Detecting anxiety in individuals with Parkinson disease: A systematic review

This is a new systematic review of studies assessing the diagnostic accuracy of anxiety scales in people with PD. It is important because anxiety is a common feature of Parkinson's both before and after the diagnosis. The authors found that overall 30% of people with Parkinson's meet the criteria for anxiety, but I have to say that in my experience I would put it closer to 50%. Maybe this reflects a bias in the patients I see??

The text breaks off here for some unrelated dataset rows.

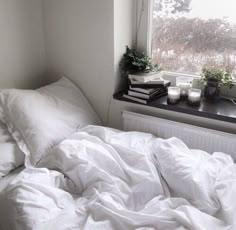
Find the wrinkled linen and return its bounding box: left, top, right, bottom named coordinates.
left=0, top=126, right=236, bottom=230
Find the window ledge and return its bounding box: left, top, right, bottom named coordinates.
left=113, top=91, right=236, bottom=124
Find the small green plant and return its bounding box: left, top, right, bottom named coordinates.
left=120, top=46, right=161, bottom=75
left=201, top=67, right=236, bottom=88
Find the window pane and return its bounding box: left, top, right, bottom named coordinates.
left=152, top=0, right=236, bottom=76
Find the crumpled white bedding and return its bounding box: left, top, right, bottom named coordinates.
left=0, top=126, right=236, bottom=230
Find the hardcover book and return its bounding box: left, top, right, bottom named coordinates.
left=128, top=72, right=163, bottom=83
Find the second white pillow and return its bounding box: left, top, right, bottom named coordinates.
left=0, top=78, right=100, bottom=166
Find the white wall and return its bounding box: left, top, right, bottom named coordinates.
left=43, top=0, right=115, bottom=122
left=0, top=0, right=45, bottom=88
left=43, top=0, right=236, bottom=133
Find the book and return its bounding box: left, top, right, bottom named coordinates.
left=128, top=88, right=166, bottom=99
left=129, top=85, right=160, bottom=94
left=123, top=90, right=167, bottom=104
left=128, top=72, right=163, bottom=83
left=129, top=79, right=170, bottom=89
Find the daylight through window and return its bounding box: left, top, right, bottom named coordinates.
left=152, top=0, right=236, bottom=76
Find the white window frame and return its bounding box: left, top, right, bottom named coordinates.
left=135, top=0, right=200, bottom=79
left=135, top=0, right=236, bottom=98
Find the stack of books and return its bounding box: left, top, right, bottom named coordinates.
left=123, top=72, right=170, bottom=104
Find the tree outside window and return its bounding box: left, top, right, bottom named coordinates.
left=152, top=0, right=236, bottom=77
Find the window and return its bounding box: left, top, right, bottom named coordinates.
left=151, top=0, right=236, bottom=77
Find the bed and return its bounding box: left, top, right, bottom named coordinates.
left=0, top=78, right=236, bottom=230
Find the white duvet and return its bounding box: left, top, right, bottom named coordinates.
left=0, top=126, right=236, bottom=230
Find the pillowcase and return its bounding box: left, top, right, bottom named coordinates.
left=153, top=138, right=234, bottom=215
left=0, top=77, right=100, bottom=166
left=0, top=122, right=25, bottom=179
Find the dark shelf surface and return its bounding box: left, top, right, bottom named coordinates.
left=114, top=92, right=236, bottom=124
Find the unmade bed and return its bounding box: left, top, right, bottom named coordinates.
left=0, top=78, right=236, bottom=230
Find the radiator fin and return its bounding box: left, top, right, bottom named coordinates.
left=123, top=111, right=236, bottom=160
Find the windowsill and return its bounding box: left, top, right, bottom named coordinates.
left=113, top=92, right=236, bottom=124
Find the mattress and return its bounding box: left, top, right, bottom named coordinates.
left=0, top=167, right=24, bottom=193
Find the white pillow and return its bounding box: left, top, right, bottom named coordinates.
left=0, top=78, right=100, bottom=166
left=0, top=122, right=25, bottom=179
left=154, top=138, right=234, bottom=215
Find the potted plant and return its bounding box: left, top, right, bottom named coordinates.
left=201, top=67, right=236, bottom=101
left=120, top=46, right=161, bottom=76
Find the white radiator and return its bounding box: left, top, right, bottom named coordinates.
left=123, top=111, right=236, bottom=160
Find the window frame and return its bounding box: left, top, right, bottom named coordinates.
left=135, top=0, right=236, bottom=98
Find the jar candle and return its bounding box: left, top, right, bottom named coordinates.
left=176, top=77, right=193, bottom=99
left=188, top=89, right=201, bottom=106
left=167, top=87, right=180, bottom=105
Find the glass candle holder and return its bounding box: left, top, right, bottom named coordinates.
left=176, top=77, right=193, bottom=99
left=167, top=87, right=180, bottom=105
left=188, top=89, right=202, bottom=106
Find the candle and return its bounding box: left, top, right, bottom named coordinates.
left=167, top=87, right=180, bottom=104
left=188, top=89, right=201, bottom=106
left=176, top=77, right=193, bottom=98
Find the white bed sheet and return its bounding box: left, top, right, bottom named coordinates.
left=0, top=126, right=236, bottom=230
left=0, top=166, right=25, bottom=193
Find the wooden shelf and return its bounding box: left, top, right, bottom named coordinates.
left=113, top=91, right=236, bottom=124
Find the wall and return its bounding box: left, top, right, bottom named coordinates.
left=43, top=0, right=115, bottom=123
left=0, top=0, right=45, bottom=88
left=43, top=0, right=236, bottom=133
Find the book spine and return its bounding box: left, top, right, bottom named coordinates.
left=128, top=72, right=163, bottom=83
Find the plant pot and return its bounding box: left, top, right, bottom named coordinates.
left=204, top=79, right=220, bottom=102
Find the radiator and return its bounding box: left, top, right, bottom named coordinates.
left=122, top=111, right=236, bottom=160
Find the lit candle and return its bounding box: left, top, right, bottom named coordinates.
left=188, top=89, right=201, bottom=106
left=167, top=87, right=180, bottom=104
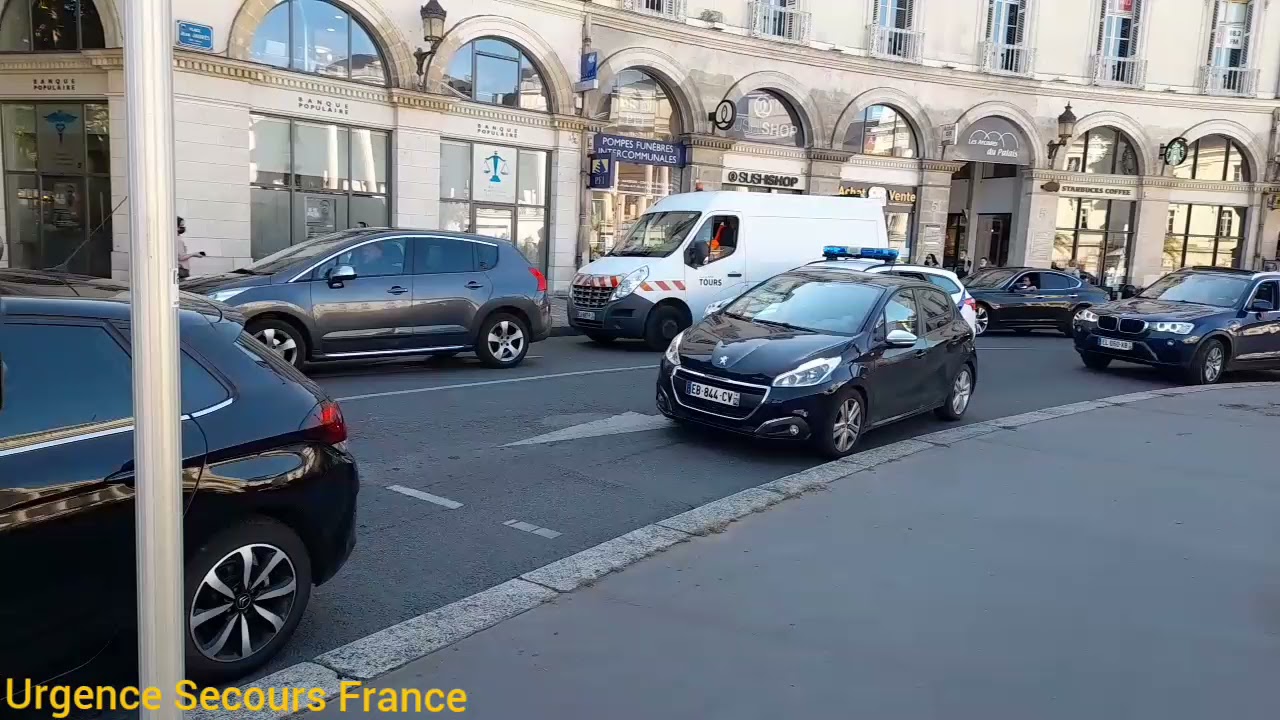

The properties of the scales available for assessing anxiety are important. At the beginning of PREDICT-PD, we went through a pain-staking process of selection and in the end arrived at the Hospital Anxiety Depression Scale (HADS). In fact, at that time we knew that it was not the very best Anxiety scale or the very best Depression scale in terms of diagnostic accuracy, but it did combine assessment of both problems in one validated questionnaire, it was feasible to self-administer and it was relatively short. Nearly seven years on I am still happy with that decision but we may now test other scales within the PREDICT-PD programme too. Depression and anxiety are two features that are likely to pre-date a diagnosis of PD by a long time and it is critically important to be using the best tools to identify them both. They also have a dramatic impact on quality of life and are treatable, which are two good reasons to be trying to pick them up in people that don't have a diagnosis because there are likely to be significant health benefits...

Alastair Noyce

Neurology. 2017 Dec 6. pii: 10.1212/WNL.0000000000004771. doi: 10.1212/WNL.0000000000004771. [Epub ahead of print]
Mele B, Holroyd-Leduc J, Smith EE, Pringsheim T, Ismail Z, Goodarzi Z.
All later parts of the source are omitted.